- Shift Technologies is in the middle of a strategy pivot while staring down significantly decreased revenues.
- It is facing an uphill battle on gross margin as used car prices have continued to decline, and this shrank to less than 1% in the most recent quarter.
- Being neither profitable nor cash flow generative, Shift is in a tough place at the moment - and its price reflects that.
- If management can move the needle on certain core variables, there could be something here - but there isn't just yet.
Shift Technologies (SFT) is an online car retailer akin to Carvana. Founded in 2013, the company has grown throughout the previous decade and first entered the public markets via SPAC merger in Q4 2020. The company’s business model is similar to Carvana’s although different in one important aspect: it does not provide direct to consumer financing. Instead, Shift offers auto loans through its lender network. This keeps the balance sheet of the firm much lighter and as such can be considered more of an auto retailing ‘pure play’ without the financing component.
Shift Technologies has depreciated significantly since entering the public markets, underperforming the S&P500 Index roughly 3-to-1. Note the numbers in the chart reflect its recent 10-1 reverse stock split; while it traded in the $10-$11 range during its public debut, this number shows up as $100 given the mathematics around the reverse split. Having been a penny stock, the firm had to reverse split its shares in order to maintain listing requirements on the NASDAQ (at least $1 share price to stay listed). As of this article, its shares are trading at $1.53.
While the used auto market has indeed faced significant turmoil over the last year, this stock is certainly sold off and may present an opportunity. This article will review the company’s financials and present valuation in order to determine if this is the case.
First off, we must note that Shift Technologies is a growth company that is not yet profitable. Indeed, the firm has posted what appears to be an accelerating net loss, with the latest quarter being the largest loss yet seen.
Against this backdrop we can see that revenues have also been quite volatile. While posting significant growth for most of the last 10 quarters, Shift saw its most recent quarterly revenue number decline to a level last seen in Q2 of 2021.
Throughout this period the company has been squeaking out a thin gross profit, notably keeping this number positive in the wake of recent difficulties within its operating market.
Nonetheless gross margin has not been particularly high. As expected the firms gross margin is tightly correlated to used car prices, which peaked in Q1 2022 and have been declining since. This has resulted in a much tighter gross margin for Shift over the last year, with the firm having to spend over 90 cents per dollar of revenue on a gross basis.
The low and declining gross margin here doesn’t leave much room for the company to actually generate a profit, as seen above.
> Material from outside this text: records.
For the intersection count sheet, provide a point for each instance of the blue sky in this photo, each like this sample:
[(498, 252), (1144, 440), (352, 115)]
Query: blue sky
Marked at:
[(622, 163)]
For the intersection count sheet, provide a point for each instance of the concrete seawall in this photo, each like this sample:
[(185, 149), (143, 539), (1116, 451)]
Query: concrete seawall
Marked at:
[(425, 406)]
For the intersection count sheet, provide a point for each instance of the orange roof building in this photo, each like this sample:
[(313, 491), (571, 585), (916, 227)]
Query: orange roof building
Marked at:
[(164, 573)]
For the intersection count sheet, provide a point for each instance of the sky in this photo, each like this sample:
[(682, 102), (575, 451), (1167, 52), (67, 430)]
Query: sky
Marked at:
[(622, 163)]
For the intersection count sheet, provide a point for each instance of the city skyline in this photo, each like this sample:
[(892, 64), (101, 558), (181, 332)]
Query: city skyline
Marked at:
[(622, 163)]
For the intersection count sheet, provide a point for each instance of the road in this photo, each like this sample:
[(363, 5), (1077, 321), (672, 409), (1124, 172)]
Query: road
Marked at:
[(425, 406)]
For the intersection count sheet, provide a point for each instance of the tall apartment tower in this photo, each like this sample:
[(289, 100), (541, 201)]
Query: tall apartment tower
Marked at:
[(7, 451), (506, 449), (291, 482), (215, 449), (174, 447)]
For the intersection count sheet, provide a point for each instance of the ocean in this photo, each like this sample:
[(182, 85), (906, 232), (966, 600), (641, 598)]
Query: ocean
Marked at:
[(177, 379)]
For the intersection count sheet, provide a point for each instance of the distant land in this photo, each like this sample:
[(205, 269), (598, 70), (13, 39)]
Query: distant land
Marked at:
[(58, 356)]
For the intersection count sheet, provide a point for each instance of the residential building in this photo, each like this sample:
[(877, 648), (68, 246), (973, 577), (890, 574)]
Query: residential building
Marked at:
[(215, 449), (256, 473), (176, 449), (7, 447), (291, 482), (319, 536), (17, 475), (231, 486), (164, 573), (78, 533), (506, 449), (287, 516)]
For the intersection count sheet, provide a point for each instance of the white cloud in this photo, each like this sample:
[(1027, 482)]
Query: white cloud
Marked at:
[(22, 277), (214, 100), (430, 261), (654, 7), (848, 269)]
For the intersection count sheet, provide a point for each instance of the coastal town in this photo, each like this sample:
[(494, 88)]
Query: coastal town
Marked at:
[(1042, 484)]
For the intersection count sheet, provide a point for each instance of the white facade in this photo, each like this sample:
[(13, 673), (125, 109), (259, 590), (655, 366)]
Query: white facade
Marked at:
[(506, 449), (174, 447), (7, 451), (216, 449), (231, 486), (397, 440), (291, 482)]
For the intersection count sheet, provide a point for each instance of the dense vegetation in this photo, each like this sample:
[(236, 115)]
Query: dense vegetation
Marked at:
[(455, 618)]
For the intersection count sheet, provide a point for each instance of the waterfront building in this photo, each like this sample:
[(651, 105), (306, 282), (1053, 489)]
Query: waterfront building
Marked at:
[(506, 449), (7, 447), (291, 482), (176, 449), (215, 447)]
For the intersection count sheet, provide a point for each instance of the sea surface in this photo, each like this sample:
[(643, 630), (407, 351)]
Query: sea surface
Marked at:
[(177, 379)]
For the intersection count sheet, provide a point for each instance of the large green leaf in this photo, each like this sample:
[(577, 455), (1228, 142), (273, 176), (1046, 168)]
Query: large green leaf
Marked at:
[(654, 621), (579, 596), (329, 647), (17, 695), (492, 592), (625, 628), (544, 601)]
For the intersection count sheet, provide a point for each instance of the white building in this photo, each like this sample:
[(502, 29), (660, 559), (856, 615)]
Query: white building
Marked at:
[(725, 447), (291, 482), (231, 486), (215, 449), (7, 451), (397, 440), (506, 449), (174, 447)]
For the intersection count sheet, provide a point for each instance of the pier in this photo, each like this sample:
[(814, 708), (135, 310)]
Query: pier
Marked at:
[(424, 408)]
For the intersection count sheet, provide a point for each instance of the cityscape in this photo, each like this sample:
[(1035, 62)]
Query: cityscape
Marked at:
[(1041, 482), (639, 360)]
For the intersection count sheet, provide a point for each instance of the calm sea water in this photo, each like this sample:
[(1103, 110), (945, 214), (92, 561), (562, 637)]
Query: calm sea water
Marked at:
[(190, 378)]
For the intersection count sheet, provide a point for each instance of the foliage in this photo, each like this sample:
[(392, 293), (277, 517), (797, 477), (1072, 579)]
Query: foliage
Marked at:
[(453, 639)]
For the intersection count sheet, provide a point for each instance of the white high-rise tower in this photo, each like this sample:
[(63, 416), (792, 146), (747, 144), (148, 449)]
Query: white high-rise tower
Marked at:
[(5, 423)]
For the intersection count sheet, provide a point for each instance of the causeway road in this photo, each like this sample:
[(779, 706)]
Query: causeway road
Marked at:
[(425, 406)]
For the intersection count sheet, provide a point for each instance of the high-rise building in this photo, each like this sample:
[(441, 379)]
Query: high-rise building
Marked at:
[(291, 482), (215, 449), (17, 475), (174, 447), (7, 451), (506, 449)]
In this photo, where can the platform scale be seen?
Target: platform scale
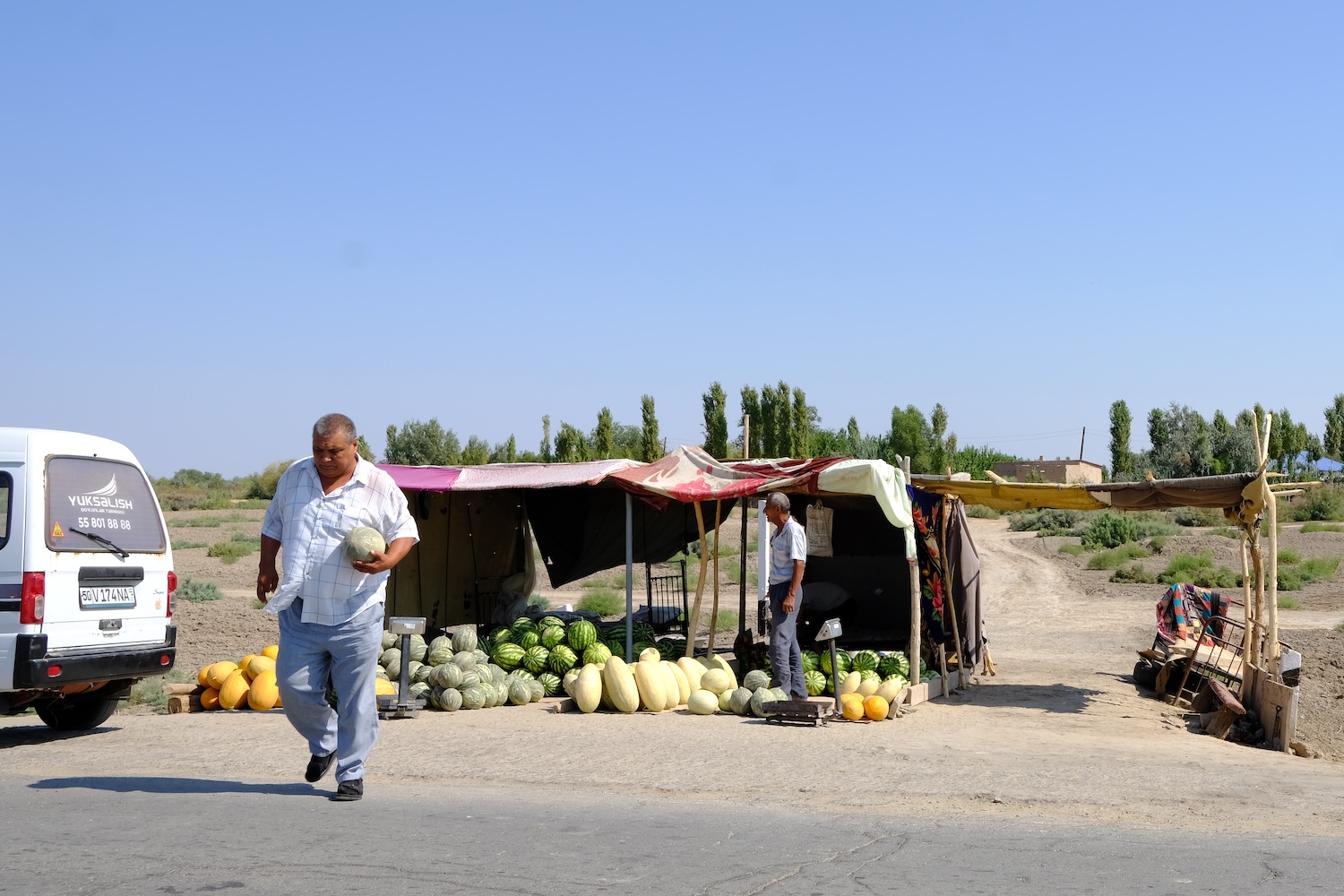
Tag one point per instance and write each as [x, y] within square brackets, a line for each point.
[806, 712]
[402, 704]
Furthermore Shift was not able to generate a positive operating income even when it was working with higher used car prices; this figure has grown significantly worse over the last year as well.
As it now stands the company is losing roughly 30 cents on every dollar of revenue that it generates. Simply put, there doesn’t appear to be enough gross margin for it to get to a positive bottom line. Management appears to have cut costs significantly in the last quarter, however, and total OpEx decreased 13.8% ($61.2M to $52.7M). In light of the revenue decline this was not enough to move the needle. Overall operating expenses still ended up higher than they had been at any point during 2022.
As the company has been losing money on its operations, it is no surprise that it has seen a dwindling cash balance.
As such it has had to issue debt to continue operating, consistently receiving cash from financing since Q3 2020. Interestingly the firm actually retired $52.4M of debt in the most recent period, but it still issued $68.4M of new debt; it is simply rolling over its liabilities.
Yet, Shift also appears to be able to generate some cash from its operations. This can be considered the sole bright spot of what was otherwise a difficult quarterly report for Q3 2022. I will be paying attention to this number in particular to see how the firm evolves in response to current conditions.
Overall these numbers speak to a company that is streamlining itself in response to evidently lower sales volumes; this is in line with what management has stated in its most recent filing.
The proof of whether this will work or not has not yet materialized.
This company is trading quite cheaply on a sales basis, at a whopping 98% discount to the consumer discretionary sector. Since the firm is not yet profitable or cash-generative, that’s the only sensible valuation metric that we have for the time being. The market does not seem to be pricing in a very good future for this stock.
It remains to be seen whether management can turn this company around within the new economic environment. It is an uphill battle as the firm has not previously had the chance to be profitable or cash-flow generative; it is a growth stock in a low-growth context. Additionally, I am skeptical of this happening in the near term as there is simply very little gross margin to go around, although the company is continuing to reduce its fixed cost footprint.
Used car prices continue to decline, however, and this is an ongoing pressure on the firm’s business model. In the next earnings report (out in less than a week), I am going to be looking at cost discipline, cash from operations, and the resultant gross/net margin. If the firm can get these numbers to improve then this stock could be an opportunity, but that remains to be seen. In the absence of proven leading indicators I am going to rate this a hold for the time being.